Monday, June 11, 2007

Courage and Leadership

"The great enemy of the truth is very often not the lie -- deliberate, contrived, and dishonest -- but the myth -- persistent, persuasive, and unrealistic ... Belief in myths allows the comfort of opinion without the discomfort of thought. (Let us) move on from the reassuring repetition of stale phrases to a new, difficult, but essential confrontation with reality."
  JFK  commencement, Yale University June 11, 1962.

These words about the nature of our political debate and the society that has produced it were noted yesterday in a blazing critique.   Peter Birkenhead in Salon praises John F. Kennedy as a leader, full of real courage and above all, self-doubt and humility that identified him for history as a great leader.  The contrasting example is portrayed as he eloquently describes the quality of today’s leadership as confronting 


“…reality with a vengeance, or, more accurately, ignore it all together, as Ron Suskind noted in "The One Percent Solution," when he famously quoted a White House aide dismissing journalists and historians as "the reality-based community."


Today’s leadership and indeed today’s society has embraced luxury, comfort, and are 


“Pumped up by steroidic pseudo-confidence and anesthetized by doubt-free sentimentality,”


so much that 


“they are incapable of feeling anything authentic and experiencing the world.”


Birkenhead, speaking of the current Republican candidates for President with the exception of John McCain:


"They puff up their chests and bray in the absolutist style of the guy who got us into the biggest mess of our lifetime. They clumsily and desperately make up facts, conflate enemies, and endorse the worst kinds of behavior, all to seem more certain than the next guy that evil is all around us. They present themselves as even less troubled by reality than our freedom-frying, deaf, dumb and blind dauphin. And at the same time they seem excruciatingly un-free, as if they're straining against the straitjackets of political convention.

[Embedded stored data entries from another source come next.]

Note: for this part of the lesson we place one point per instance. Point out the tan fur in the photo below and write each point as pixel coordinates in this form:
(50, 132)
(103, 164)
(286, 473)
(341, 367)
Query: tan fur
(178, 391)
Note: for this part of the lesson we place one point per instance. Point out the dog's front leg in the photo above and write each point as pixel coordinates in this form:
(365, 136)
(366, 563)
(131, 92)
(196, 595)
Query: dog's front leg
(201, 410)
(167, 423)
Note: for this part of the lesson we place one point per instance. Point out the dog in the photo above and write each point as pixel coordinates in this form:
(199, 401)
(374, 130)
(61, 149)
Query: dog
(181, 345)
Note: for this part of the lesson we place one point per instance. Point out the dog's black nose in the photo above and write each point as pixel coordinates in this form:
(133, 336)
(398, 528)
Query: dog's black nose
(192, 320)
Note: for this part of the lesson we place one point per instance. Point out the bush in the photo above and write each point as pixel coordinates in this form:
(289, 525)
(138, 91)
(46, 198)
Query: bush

Our current presidential candidates could do us all a favor and read the words of a president who had to wear a confining back brace every day and who would often wince in pain, slump with doubt, and exhibit all sorts of human flaws -- but also gave the impression that he could swim three miles in the South Pacific if he had to, even in his suit and tie. Someone who stood up to the fear-mongers of his day with courageous doubt, who knew firsthand that the closest thing there is to absolute evil is absolutism itself."


Again today, we find that Senate Republicans bray “Politics!” when ever the Democratic majority tries to hold them accountable.  A simple vote of no-confidence in Attorney “Private” Gonzales was stonewalled by partisan chest beating, braying senators crying about “political theater.” Can we really believe in a Congress whose profile of courage is to place party loyalty and politics above service to the nation?  How can anyone be proud of a nation and a government that is so tawdry and panders to the basest of political spectrum.  I’d like the Congress to show some courage, some honesty, and some leadership.  I’d like to be proud of our leaders, not ashamed of their actions, words and deeds.